Coluna Circulando e a política em Carazinho.

Agora o aterro sanitário.

Ana Maria Leal
Outubro 10/ 2017

O ex-prefeito Aylton Magalhães (PP) me telefonou nesta segunda-feira (09) para saber detalhes de Ação Civil Pública por atos de improbidade administrativa ajuizada contra ele pelo Ministério Público, e noticiada no Lado a Lado com a Notícia de ontem.

Aylton já está fora do cenário político, não pode disputar eleições em razão de estar enquadrado na Lei da Ficha Limpa, e é alvo novamente da justiça a partir de ato no seu último mandato.

Informei que a ação foi encaminhada na semana passada para a justiça e diz respeito ao seu período de gestão de 2009 a 2012 acusado de ter, conforme os autos, ''agido negligentemente na conservação do patrimônio público ao deixar de adotar providências para o regular funcionamento do aterro sanitário de carazinho e deixar de adequar os valores pagos para o transporte, tratamento e destinação final do lixo, vindo a contratar, sem licitação, empresas para promover o transporte e destinação final do lixo de Carazinho para aterro em outro município (Palmeira das Missões), onerando sobremaneira os cofres públicos ao promover, com isso, gastos que superaram em muito o valor que seria investido na continuidade da operação do aterro existente em Carazinho (R$ 541.184,20)''. A notícia completa será publicada neste portal na sequência.
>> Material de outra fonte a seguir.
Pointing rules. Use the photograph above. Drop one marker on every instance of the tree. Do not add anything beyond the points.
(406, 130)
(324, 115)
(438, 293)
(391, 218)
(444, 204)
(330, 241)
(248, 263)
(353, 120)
Aylton me ouviu e ao final demonstrou despreocupação, deu a entender que assim como ele gestores que o sucederam teriam agido de forma semelhante. Não quer se pronunciar a respeito pois vai aguardar ser notificado pela justiça se for dado andamento a ação.

Conversamos, ainda, sobre política local.

Terminei perguntando sobre as eleições do ano que vem e se vai apoiar o atual vice-prefeito do seu partido, Fernando Sant´Anna, se decidir concorrer a deputado estadual.

''_Ainda é cedo, não pensei nesse assunto'', abreviou, sem muita disposição de falar sobre o assunto.